Friends of the Earth v. Laidlaw Environmental Services

Citation and Court

Friends of the Earth, Inc. v. Laidlaw Environmental Services (TOC), Inc., 528 U.S. 167 (2000). United States Supreme Court.

Facts

Friends of the Earth and other environmental groups brought a citizen suit under the Clean Water Act (CWA) against Laidlaw Environmental Services for repeatedly exceeding mercury discharge limits into a South Carolina river. By the time the case reached the Supreme Court, Laidlaw had come into compliance with its permit and had subsequently closed the facility.
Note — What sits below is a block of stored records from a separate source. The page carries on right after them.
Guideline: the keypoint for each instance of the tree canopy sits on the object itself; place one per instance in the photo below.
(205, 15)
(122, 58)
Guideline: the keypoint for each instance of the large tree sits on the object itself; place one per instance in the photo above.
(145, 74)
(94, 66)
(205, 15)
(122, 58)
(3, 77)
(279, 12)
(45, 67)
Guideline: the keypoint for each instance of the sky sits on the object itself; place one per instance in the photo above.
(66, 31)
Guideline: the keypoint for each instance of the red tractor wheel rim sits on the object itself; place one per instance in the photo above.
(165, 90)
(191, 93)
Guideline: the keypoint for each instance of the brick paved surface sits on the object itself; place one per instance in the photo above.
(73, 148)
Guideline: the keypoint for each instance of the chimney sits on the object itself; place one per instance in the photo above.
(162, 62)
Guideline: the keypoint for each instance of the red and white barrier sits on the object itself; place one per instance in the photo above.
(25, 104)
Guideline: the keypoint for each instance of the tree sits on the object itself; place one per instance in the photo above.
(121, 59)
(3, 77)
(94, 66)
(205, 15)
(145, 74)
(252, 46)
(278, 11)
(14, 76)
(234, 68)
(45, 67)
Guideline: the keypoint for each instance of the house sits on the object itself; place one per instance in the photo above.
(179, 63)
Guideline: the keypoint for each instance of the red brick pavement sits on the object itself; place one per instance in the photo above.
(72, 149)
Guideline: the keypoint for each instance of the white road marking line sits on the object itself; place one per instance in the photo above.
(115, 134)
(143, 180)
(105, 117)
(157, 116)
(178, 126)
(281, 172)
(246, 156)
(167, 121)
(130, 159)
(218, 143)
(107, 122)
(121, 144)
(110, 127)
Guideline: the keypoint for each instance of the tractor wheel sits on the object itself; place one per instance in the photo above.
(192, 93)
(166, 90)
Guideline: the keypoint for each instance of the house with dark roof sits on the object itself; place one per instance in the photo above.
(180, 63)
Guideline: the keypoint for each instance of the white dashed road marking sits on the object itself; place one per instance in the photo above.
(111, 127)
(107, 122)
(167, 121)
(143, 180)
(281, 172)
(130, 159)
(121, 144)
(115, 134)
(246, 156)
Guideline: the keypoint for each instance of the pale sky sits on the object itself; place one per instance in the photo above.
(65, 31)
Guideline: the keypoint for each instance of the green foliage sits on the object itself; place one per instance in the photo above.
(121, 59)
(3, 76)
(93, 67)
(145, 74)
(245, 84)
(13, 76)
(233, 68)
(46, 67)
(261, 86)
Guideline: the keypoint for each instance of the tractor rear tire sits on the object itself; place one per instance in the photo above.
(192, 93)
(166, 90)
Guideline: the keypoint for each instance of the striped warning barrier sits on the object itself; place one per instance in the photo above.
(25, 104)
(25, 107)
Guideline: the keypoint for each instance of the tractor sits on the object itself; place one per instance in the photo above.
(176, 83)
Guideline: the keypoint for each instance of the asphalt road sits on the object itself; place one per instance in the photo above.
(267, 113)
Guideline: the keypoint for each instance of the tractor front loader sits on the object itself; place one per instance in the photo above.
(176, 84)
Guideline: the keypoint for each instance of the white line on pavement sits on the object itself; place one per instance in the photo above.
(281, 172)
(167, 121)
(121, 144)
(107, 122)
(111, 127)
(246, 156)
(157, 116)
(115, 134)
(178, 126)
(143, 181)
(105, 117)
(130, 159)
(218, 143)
Laidlaw argued the case was moot and that plaintiffs lacked standing because they suffered no direct injury to property.

Issue

(1) Whether plaintiffs had Article III standing despite suffering no direct property damage, and (2) whether the case was mooted by Laidlaw’s subsequent compliance and facility closure.

Holding

The Supreme Court held that plaintiffs had standing based on members’ reasonable concern about using the affected waterway, and that the case was not mooted by Laidlaw’s compliance because defendants bear the heavy burden of showing that the wrong will not recur.

Rule / Doctrine

Standing: Injury in fact does not require actual harm to the plaintiff’s property; a reasonable concern about using or enjoying an area affected by a defendant’s conduct suffices. Plaintiffs need not prove that pollution actually harmed the environment — only that it affected their use. Mootness: A case is not moot merely because a defendant voluntarily ceases the challenged conduct; the defendant must demonstrate it is absolutely clear the conduct will not resume.

Significance

Laidlaw clarifies the distinction between standing (focused on plaintiff’s injury) and mootness (focused on whether the controversy persists), concepts courts and litigants often confuse. It also liberalizes the standing inquiry for environmental plaintiffs under citizen-suit statutes, confirming that recreational and aesthetic interests support Article III injury.